Responding Differently

I was pretty appalled at some of the Christian response to the recent situation where a schoolteacher in the Sudan was arrested and threatened with prison and lashing for allowing a child to name a Teddy Bear after the Islamic prophet Mohammed.

A pastor on You Tube named a pig that same name and even on the View there was a discussion on how Christian's would have had cows if someone had named a Teddy Bear "Jesus".

I disagree. As individuals and as a church we hold His name as holy with reverence, but no where are we told to force others to do the same.

You see, our faith is based on a personal relationship with God. We are His children and He is our Father, our Savior, our King, our Counselor, our Deliverer. He will never leave us and will always be with us.

Yes, we should defend His name when it is misused, but these should be personal actions.

The hub-bub over some company's not using "Christmas" reaches a fever pitch. Like the Christian faith hinges on whether Lowe's calls something a "Holiday Tree" or a "Christmas Tree".

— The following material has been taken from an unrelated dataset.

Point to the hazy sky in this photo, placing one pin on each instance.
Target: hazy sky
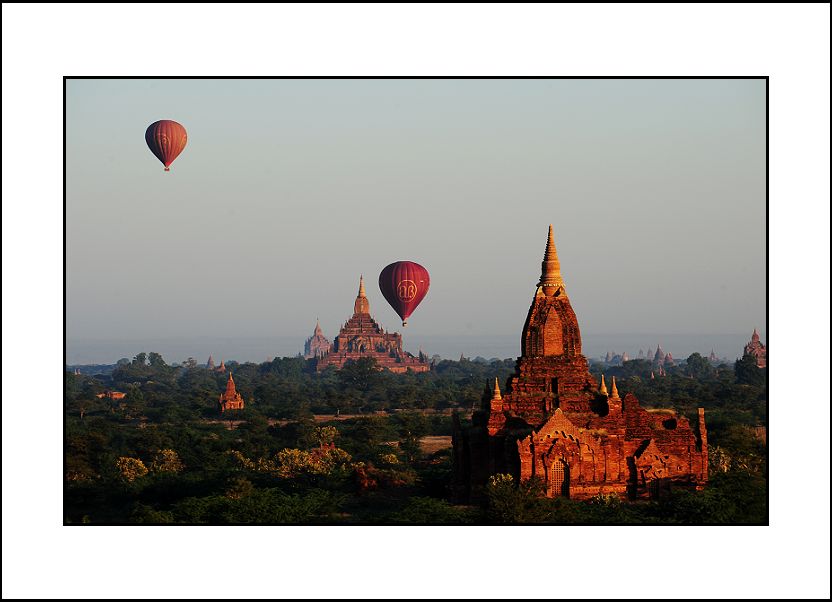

Back to what makes me sad, though, is that so often we, in responding to these events, forget about grace and being gracious and kind. Naming a pig after another religion's revered leader is just plain nasty. Where did Christ or God ever tell us to act in that manner?

It is one thing to write to Kohl's and ask them why they ommited Christmas (they told me they were going to use that term closer to the day) and another to organize mass boycotts over this.
We can lose sight quickly of our main purpose, to bring the good news and become just like the world we are told not to be like.

A couple of years ago there was a boycott of Blockbusters here in our area. We have an East side of town that is very poor, high crime, and mainly ethnic minorities and a West side and suburbs that are not. When Blockbuster opened a video store, the only one, on the east side, they used the usual price to rent a video. On the west side there are a number of video outlets so Blockbuster has a lower price (in response to the competition).

A local activist Christian group organized a boycott of Blockbusters because they charged more on the east side, claiming racism (which is an odd claim for a belief system that sees only one race from Adam and Eve) and exploitation.

In furthering this boycott, they partnered with some of the competing video stores. The tragic witness of this is that those stores refused to open stores on the east side and some of them offered x-rated videos. It was a horrible witness and one that certainly did not glorify God.

My point is that we are no longer individuals but are part of the family of God and what we do, what we whine about, how we act all reflect on our Lord - the one who died on the cross for us.